Non è più il suo compleanno da molto tempo. Il 1° di luglio è solo l'anniversario della sua nascita.
Dell'uomo che ho sempre chiamato papà da piccolo, e per nome da adulto.
Oggi, me ne sono accorto solo dopo della coincidenza, ho donato ai miei figli le rispettive copie del libro che ho scritto su di loro come figli, e su di me come padre.
A ognuno ho scritto una dedica. Come fanno gli scrittori, quelli blasonati e capaci.
Quelli che firmano centinaia di libri in un solo pomeriggio, senza crampi alla mano, senza una sbavatura, con una parola diversa per ogni persona che si presenta con il libro stretto al petto.
Avevo una bella calligrafia, io. Ero portato al disegno, alla mano libera.
Ho tremato, tanto, ma le dediche le ho fatte. Mano incerta, parole chiare nel cuore.
Non potete immaginare cosa si prova a tenere un libro con due mani, il tuo, e a lasciarlo andare in quelle di un figlio.
Ho guardato Daniele, poi Gabriele. Uno alla volta, come si fa con le cose che contano davvero.
Non ho detto niente sulla data. Non serviva.

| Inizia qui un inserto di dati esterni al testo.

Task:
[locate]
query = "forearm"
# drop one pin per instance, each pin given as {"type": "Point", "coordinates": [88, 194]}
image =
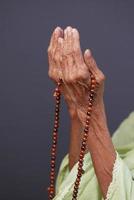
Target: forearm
{"type": "Point", "coordinates": [75, 139]}
{"type": "Point", "coordinates": [101, 148]}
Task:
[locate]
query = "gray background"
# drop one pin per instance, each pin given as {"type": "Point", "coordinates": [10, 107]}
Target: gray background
{"type": "Point", "coordinates": [26, 102]}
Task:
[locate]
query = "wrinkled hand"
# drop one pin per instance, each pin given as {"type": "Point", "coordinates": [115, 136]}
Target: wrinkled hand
{"type": "Point", "coordinates": [67, 62]}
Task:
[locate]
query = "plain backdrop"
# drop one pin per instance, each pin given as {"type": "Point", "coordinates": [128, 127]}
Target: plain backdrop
{"type": "Point", "coordinates": [26, 101]}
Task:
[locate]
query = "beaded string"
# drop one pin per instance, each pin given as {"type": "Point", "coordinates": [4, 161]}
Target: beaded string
{"type": "Point", "coordinates": [57, 94]}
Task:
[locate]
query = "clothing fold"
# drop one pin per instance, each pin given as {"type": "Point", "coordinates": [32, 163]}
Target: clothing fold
{"type": "Point", "coordinates": [122, 184]}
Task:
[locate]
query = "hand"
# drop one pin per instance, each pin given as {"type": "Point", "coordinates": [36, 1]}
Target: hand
{"type": "Point", "coordinates": [55, 71]}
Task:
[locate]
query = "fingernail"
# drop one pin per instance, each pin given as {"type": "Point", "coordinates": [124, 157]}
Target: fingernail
{"type": "Point", "coordinates": [88, 52]}
{"type": "Point", "coordinates": [57, 29]}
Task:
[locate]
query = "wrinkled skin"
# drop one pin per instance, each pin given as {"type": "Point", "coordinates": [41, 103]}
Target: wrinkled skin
{"type": "Point", "coordinates": [66, 61]}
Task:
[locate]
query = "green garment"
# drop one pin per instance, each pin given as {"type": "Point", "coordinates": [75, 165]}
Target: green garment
{"type": "Point", "coordinates": [122, 185]}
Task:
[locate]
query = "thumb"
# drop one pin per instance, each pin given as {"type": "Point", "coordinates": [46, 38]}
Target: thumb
{"type": "Point", "coordinates": [88, 58]}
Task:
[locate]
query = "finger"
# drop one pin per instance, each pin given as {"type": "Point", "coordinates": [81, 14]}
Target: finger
{"type": "Point", "coordinates": [67, 53]}
{"type": "Point", "coordinates": [58, 57]}
{"type": "Point", "coordinates": [76, 47]}
{"type": "Point", "coordinates": [58, 32]}
{"type": "Point", "coordinates": [92, 66]}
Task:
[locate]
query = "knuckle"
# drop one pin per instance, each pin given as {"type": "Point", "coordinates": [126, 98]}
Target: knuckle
{"type": "Point", "coordinates": [49, 50]}
{"type": "Point", "coordinates": [102, 77]}
{"type": "Point", "coordinates": [50, 74]}
{"type": "Point", "coordinates": [75, 51]}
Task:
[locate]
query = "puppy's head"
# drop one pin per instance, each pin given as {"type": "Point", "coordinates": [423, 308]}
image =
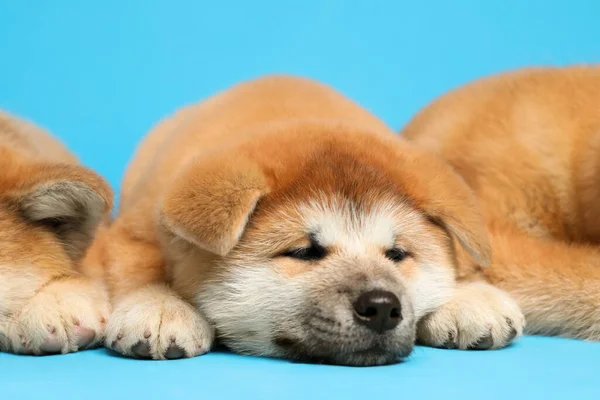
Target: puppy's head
{"type": "Point", "coordinates": [328, 252]}
{"type": "Point", "coordinates": [48, 212]}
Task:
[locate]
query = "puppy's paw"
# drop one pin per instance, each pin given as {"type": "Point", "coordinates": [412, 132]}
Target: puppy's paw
{"type": "Point", "coordinates": [155, 323]}
{"type": "Point", "coordinates": [479, 316]}
{"type": "Point", "coordinates": [64, 316]}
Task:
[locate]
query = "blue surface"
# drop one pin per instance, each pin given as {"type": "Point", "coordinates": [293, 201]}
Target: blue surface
{"type": "Point", "coordinates": [99, 74]}
{"type": "Point", "coordinates": [534, 368]}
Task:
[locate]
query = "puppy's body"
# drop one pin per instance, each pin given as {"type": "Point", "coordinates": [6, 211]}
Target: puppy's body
{"type": "Point", "coordinates": [49, 208]}
{"type": "Point", "coordinates": [295, 224]}
{"type": "Point", "coordinates": [528, 144]}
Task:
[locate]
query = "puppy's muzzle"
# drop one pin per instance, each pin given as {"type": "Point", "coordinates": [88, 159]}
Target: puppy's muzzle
{"type": "Point", "coordinates": [378, 310]}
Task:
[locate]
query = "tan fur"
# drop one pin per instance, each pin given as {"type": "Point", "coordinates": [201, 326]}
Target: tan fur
{"type": "Point", "coordinates": [49, 209]}
{"type": "Point", "coordinates": [528, 144]}
{"type": "Point", "coordinates": [219, 191]}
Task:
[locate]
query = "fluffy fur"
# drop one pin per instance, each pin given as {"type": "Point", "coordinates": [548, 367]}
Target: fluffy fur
{"type": "Point", "coordinates": [222, 197]}
{"type": "Point", "coordinates": [49, 210]}
{"type": "Point", "coordinates": [528, 143]}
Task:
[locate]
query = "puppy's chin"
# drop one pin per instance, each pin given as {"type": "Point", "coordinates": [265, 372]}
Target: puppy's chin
{"type": "Point", "coordinates": [258, 312]}
{"type": "Point", "coordinates": [326, 354]}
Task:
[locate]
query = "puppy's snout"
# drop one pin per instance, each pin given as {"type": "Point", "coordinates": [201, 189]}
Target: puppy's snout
{"type": "Point", "coordinates": [378, 310]}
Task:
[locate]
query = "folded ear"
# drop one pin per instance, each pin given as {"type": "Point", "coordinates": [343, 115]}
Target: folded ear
{"type": "Point", "coordinates": [446, 198]}
{"type": "Point", "coordinates": [71, 200]}
{"type": "Point", "coordinates": [209, 204]}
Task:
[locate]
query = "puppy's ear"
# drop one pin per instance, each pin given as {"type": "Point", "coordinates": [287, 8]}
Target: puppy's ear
{"type": "Point", "coordinates": [70, 200]}
{"type": "Point", "coordinates": [446, 198]}
{"type": "Point", "coordinates": [210, 203]}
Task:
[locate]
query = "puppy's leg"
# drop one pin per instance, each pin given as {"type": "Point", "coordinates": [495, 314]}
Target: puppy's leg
{"type": "Point", "coordinates": [45, 312]}
{"type": "Point", "coordinates": [478, 316]}
{"type": "Point", "coordinates": [556, 284]}
{"type": "Point", "coordinates": [149, 319]}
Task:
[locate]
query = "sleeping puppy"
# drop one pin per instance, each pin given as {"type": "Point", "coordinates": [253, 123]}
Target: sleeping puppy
{"type": "Point", "coordinates": [49, 210]}
{"type": "Point", "coordinates": [287, 221]}
{"type": "Point", "coordinates": [528, 144]}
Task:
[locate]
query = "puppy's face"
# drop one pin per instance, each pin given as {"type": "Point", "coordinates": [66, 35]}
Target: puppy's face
{"type": "Point", "coordinates": [335, 265]}
{"type": "Point", "coordinates": [329, 279]}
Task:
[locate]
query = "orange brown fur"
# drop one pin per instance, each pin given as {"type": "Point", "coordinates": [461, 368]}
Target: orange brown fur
{"type": "Point", "coordinates": [49, 207]}
{"type": "Point", "coordinates": [224, 187]}
{"type": "Point", "coordinates": [527, 142]}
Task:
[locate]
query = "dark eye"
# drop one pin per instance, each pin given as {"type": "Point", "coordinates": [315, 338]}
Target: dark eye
{"type": "Point", "coordinates": [312, 253]}
{"type": "Point", "coordinates": [396, 254]}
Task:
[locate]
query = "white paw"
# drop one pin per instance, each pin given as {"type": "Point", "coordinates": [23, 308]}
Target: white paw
{"type": "Point", "coordinates": [66, 315]}
{"type": "Point", "coordinates": [479, 316]}
{"type": "Point", "coordinates": [155, 323]}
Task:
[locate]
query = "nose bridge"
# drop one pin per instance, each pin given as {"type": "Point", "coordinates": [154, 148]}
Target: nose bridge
{"type": "Point", "coordinates": [366, 272]}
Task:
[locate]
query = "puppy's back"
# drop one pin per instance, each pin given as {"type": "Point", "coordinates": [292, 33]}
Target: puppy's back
{"type": "Point", "coordinates": [234, 115]}
{"type": "Point", "coordinates": [31, 141]}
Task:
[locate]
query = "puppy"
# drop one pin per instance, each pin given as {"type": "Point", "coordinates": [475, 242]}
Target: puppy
{"type": "Point", "coordinates": [528, 143]}
{"type": "Point", "coordinates": [49, 210]}
{"type": "Point", "coordinates": [289, 222]}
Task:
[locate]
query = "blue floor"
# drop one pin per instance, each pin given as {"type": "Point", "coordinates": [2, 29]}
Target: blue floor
{"type": "Point", "coordinates": [533, 368]}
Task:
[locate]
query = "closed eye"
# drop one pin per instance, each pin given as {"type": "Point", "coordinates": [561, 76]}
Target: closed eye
{"type": "Point", "coordinates": [312, 253]}
{"type": "Point", "coordinates": [396, 254]}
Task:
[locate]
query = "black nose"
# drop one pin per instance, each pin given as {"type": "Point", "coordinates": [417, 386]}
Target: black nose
{"type": "Point", "coordinates": [378, 310]}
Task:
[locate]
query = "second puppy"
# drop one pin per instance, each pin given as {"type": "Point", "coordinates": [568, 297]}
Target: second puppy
{"type": "Point", "coordinates": [293, 223]}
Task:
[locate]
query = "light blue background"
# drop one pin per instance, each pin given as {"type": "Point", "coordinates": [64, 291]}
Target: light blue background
{"type": "Point", "coordinates": [100, 74]}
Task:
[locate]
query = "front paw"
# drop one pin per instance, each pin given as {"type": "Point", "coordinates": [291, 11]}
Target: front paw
{"type": "Point", "coordinates": [64, 316]}
{"type": "Point", "coordinates": [479, 316]}
{"type": "Point", "coordinates": [155, 323]}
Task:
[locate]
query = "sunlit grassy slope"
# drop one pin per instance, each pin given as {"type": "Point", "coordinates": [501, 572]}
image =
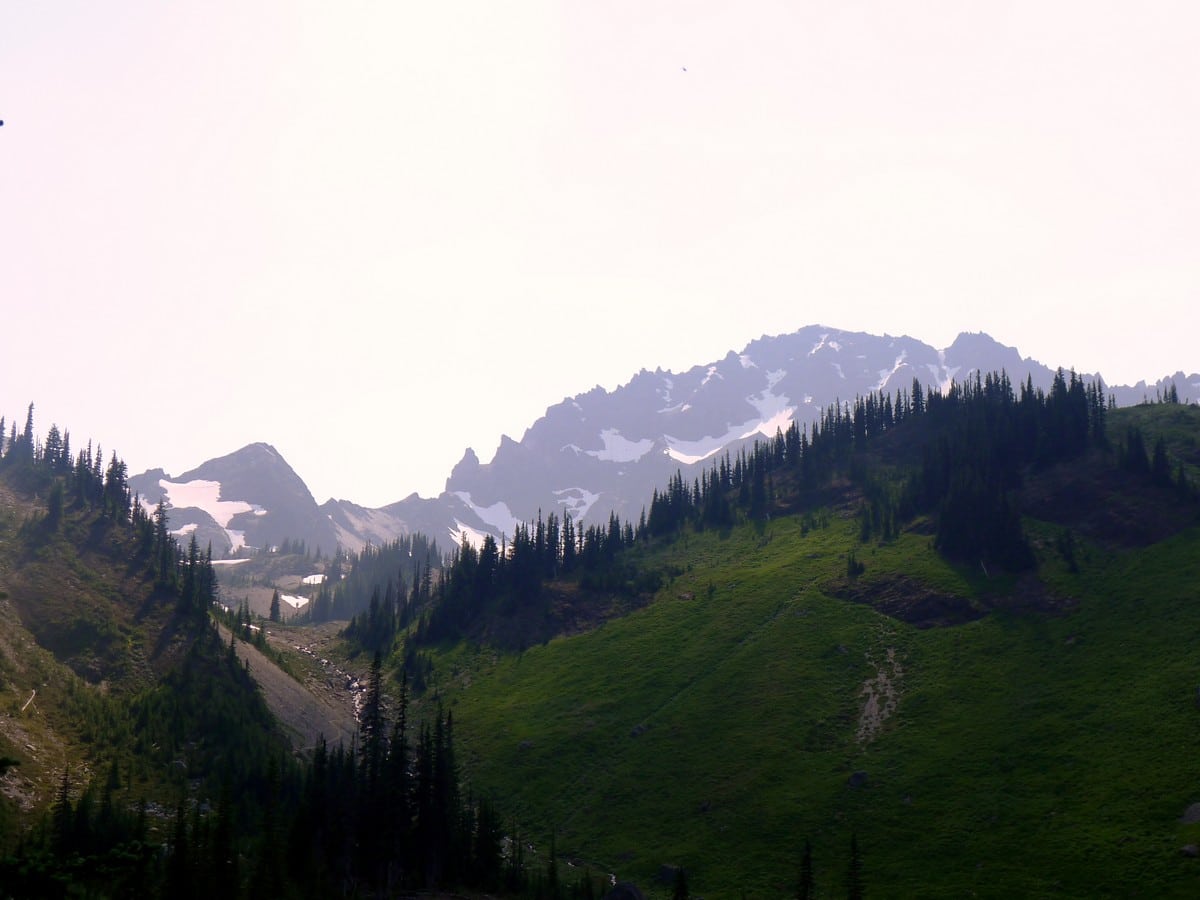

Ma mentre stringevo quei libri un secondo prima di mollarli, ho pensato a lui. A mio padre, che oggi avrebbe compiuto gli anni, se gli anni per lui contassero ancora qualcosa.
Oggi vado a leggerlo. Non su una lapide, quello lo faccio sempre.
Vado a leggerlo sui muri. Quelli che ha tirato su lui, con le sue mani, prima ancora delle mie. Ci sono ancora i suoi numeri sul calcestruzzo, gli appunti a matita che nessuno ha mai avuto il coraggio di cancellare. Una misura, una correzione presa lì per lì, decisa in un secondo e rimasta per sempre.
Non gli ho mai scritto un libro. Lui a me non me ne ha lasciato uno di carta. Mi ha lasciato muri.
Ai miei figli un libro intero gliel'ho scritto. Forse tremavo per questo: non è la mano che trema, è il conto che provi a pareggiare mentre lo consegni.
Un padre che si fa parole per non sparire due volte. Prima con la morte. Poi con il silenzio dei figli che non hanno da chi imparare a raccontarlo.
Il 1° di luglio non è più un compleanno. È il giorno in cui vado a leggere due libri: quello di cemento che mi ha lasciato lui, e quello di carta che ho lasciato io.
Il calcestruzzo non trema mai. La carta, un po', anche adesso.
N.B. Nella foto le foto di un'età che non tornerà, e manca da un certo punto di vista, e poi lui: Leo. Il gatto che mi controlla in tutto quello che faccio. Anche i libri da me scritti.